Etats-Unis : Oprah Winfrey peut-elle devenir présidente ?
Après le discours combatif qu'elle a tenu sur les droits des femmes et des personnes à l'occasion de la cérémonie de remise des Golden Globes à Hollywood, la présentatrice TV Oprah Winfrey est déjà considérée comme une rivale potentielle de Donald Trump aux prochaines présidentielles américaines. Mais les commentateurs ne sont pas tous convaincus que sa candidature serait une idée judicieuse.
Trump a placé la barre très bas
L'enthousiasme suscité par une éventuelle candidature d'Oprah Winfrey est révélateur de la crise de la politique américaine, déplore le chroniqueur Dan Jones dans The Evening Standard :
«Grâce à Donald Trump, on peut concevoir que n'importe qui s'installe à la Maison-Blanche. S'il a pu y arriver, alors même le lapin de Pâques peut devenir président. Que les gens perdent du poids, soient gentils les uns envers les autres, et aient droit à une voiture gratuite : voilà à quoi pourrait se résumer la vision d'avenir d'Oprah Winfrey. ... Les vivats suscités par son discours façon Barack Obama prononcé aux Golden Globes illustre davantage l'état déplorable de la politique américaine que l'aptitude de cette femme remarquable à occuper un poste gouvernemental.»
Des démocrates désunis et démunis
Pour Upsala Nya Tidning, ce débat montre surtout que les démocrates ne disposent pas de candidat sérieux :
«Il est bien possible qu'Oprah Winfrey ferait une excellente politique. Mais les Etats-Unis risqueraient de se fragmenter davantage. ... Le Parti démocrate connaît de graves difficultés. La fracture créée par l'affrontement entre Hillary Clinton et le populiste de gauche Bernie Sanders subsiste aujourd'hui. Ce n'est pas le tout d'être contre Trump.
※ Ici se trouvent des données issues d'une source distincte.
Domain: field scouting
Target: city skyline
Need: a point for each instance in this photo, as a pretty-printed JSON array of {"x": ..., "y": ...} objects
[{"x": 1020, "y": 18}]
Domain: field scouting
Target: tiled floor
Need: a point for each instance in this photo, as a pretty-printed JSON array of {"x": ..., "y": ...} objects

Il n'y a aucun sauveur à l'horizon. Lorsque des sénateurs compétents comme Kirsten Gillibrand et Chris Murphy sont interrogés sur 2020, ils détournent le regard et marmonnent quelque chose sur les élections de 2018. Si la fin du mandat de Trump est une perspective réjouissante, elle signifie aussi qu'il y a de moins en moins de temps pour trouver des alternatives raisonnables à Trump.»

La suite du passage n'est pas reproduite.